Social Networking

Sunday, April 3, 2011
First Aired:
Sunday, July 5, 2009

What Is It

从互联网初期的在线公告板,到现代的Facebook和MySpace,人们利用通信技术以创新的方式进行联系。我们的传统价值观如何适应我们新的数字游戏?John and Ken network with Malcolm Parks from the University of Washington, author ofPersonal Relationships and Personal Networks该节目在俄勒冈州福里斯特格罗夫的太平洋大学现场录制。

Listening Notes

Does technology affect us or do we affect it? Do internet social networking sites operate as a substitute for face-to-face contact? How have sites like Facebook and Twitter changed how we conceive of and publicly present our identity?
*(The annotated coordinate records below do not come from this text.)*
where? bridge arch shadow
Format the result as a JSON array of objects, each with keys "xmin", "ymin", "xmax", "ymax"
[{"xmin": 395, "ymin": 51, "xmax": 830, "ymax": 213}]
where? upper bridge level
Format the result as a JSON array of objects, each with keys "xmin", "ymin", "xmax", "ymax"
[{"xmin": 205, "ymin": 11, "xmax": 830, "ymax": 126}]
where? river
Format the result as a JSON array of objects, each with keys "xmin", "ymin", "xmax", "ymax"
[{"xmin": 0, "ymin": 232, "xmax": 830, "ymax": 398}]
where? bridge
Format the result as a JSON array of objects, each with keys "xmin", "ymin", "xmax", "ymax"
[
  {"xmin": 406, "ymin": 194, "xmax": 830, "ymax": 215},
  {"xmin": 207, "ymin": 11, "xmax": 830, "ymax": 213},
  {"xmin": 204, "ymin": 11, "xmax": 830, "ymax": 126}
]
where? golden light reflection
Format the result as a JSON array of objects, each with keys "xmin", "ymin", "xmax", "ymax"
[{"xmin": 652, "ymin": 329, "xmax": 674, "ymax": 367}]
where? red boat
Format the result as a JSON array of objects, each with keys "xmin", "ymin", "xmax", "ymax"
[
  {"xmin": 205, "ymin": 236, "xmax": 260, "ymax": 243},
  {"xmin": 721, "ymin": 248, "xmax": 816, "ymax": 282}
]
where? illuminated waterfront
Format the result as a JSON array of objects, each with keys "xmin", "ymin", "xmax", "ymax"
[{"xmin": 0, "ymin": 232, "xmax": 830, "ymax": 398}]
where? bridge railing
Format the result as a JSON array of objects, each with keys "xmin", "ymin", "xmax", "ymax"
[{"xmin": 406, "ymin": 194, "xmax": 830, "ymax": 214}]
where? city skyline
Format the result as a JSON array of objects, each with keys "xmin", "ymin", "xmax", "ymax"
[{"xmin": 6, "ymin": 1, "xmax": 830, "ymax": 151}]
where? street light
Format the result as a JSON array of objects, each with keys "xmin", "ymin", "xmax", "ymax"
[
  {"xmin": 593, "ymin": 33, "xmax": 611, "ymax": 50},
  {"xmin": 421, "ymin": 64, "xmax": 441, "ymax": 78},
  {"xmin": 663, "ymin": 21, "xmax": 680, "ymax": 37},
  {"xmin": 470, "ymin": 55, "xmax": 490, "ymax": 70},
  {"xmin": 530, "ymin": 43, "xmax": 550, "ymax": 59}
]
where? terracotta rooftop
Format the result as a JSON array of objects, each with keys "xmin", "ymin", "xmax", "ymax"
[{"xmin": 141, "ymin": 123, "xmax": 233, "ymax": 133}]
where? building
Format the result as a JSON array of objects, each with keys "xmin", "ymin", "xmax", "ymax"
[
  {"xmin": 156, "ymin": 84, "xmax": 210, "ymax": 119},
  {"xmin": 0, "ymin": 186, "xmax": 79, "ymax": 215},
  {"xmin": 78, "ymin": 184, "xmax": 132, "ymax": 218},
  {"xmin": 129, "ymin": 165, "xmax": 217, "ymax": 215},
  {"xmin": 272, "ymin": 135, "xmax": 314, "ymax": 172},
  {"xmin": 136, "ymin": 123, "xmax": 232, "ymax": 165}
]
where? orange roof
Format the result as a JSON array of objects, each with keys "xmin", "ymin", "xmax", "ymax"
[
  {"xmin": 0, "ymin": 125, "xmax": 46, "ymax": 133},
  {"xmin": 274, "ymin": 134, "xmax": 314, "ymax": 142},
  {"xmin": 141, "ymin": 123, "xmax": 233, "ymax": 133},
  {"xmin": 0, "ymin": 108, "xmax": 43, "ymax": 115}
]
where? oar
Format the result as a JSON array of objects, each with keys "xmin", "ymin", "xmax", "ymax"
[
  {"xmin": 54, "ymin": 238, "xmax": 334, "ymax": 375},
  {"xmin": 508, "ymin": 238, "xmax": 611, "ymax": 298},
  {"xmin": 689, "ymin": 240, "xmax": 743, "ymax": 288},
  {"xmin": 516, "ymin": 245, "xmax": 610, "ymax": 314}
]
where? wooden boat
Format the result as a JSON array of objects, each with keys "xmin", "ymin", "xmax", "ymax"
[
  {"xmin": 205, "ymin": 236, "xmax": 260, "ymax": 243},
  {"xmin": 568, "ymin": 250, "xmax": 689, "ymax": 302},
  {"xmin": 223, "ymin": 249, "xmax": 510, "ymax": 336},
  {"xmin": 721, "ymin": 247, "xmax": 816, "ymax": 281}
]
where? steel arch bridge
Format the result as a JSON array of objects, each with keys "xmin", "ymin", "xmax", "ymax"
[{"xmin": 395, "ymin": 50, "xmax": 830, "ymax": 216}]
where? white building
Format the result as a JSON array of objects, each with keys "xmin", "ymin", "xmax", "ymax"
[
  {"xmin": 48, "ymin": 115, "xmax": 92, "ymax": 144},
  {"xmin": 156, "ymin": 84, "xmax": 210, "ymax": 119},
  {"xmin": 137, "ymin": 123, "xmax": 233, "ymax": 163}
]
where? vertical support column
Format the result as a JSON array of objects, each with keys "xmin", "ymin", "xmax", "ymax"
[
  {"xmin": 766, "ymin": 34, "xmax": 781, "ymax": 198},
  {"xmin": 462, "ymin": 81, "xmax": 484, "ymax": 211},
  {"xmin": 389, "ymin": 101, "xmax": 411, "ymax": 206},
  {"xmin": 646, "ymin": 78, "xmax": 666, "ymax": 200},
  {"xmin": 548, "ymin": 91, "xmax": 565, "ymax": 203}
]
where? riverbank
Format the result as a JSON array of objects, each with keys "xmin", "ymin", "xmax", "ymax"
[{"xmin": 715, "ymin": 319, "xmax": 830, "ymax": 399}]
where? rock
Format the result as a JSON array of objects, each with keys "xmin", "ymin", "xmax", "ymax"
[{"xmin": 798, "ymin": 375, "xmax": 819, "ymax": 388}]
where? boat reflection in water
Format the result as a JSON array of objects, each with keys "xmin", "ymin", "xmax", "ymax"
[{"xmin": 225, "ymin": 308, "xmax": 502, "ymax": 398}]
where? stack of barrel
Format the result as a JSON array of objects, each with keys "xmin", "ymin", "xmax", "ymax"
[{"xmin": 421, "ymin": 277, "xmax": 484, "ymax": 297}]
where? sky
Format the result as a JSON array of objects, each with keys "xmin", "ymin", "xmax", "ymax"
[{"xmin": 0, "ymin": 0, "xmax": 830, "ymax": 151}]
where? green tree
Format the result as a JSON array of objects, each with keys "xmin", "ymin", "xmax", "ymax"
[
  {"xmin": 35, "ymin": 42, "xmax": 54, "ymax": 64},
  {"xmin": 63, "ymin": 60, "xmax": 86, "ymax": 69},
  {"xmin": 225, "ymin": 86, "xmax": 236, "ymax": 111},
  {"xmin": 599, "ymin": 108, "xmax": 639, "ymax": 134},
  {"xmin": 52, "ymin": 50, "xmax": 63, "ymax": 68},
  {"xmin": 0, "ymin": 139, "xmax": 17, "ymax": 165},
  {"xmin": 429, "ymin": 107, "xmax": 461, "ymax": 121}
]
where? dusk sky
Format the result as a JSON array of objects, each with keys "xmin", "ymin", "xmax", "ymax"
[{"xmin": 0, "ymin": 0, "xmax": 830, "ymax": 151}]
These questions guide this edition of Philosophy Talk, where John and Ken are joined by a live audience and guest Malcolm Parks, Professor of Communications at the University of Washington.

John opens the show by relating his skepticism about social networking, describing his use of Facebook and its bizarre concept of friendship, where a “friend” might be someone you’ve never met. What does friendship mean in this context? How has social networking changed how casual friends, businesses and customers, lovers, and activists united in a cause relate to one another? Malcolm Parks joins the conversation and suggests that these relationships are enhanced by the immediate connectivity social networking offers.

Ken提出,社交网络不仅开辟了新的社会组织和联系形式,而且鼓励以新的方式思考我们作为人是谁。Facebook等社交网站的个人资料就像是公开宣布身份的舞台。这些网站给了我们在如何公开展示自己方面无与伦比的控制权,肯认为,我们是谁是由我们在这种情况下如何声明自己而形成的。一名观众提出这样的问题:把自己的身份代表成一个特定的人,是否就会让你成为那个人?这进一步质疑了我们在网上可以同时扮演多个角色的能力。

The conversation turns to how social networking undermines top-down structures of authority, such as peer-reviewed publications, by giving anyone with a computer and access to the internet the ability to connect with others and publish material. While older forms of authority allow for quality-control and a degree of exclusivity, the dissemination of knowledge through social networking is competitive and dialectical but unmoderated and open to potential hazards such as trolling. The show closes with the conclusion that social networking is reconfiguring the social world, for better or worse.

  • Roving Philosophical Report(Seek to 6:42): April Dembosky interviews Bob Hyatt, a pastor at Evergreen Christian Community in Portland, Oregon, about his use of social networking sites to further religious fellowship.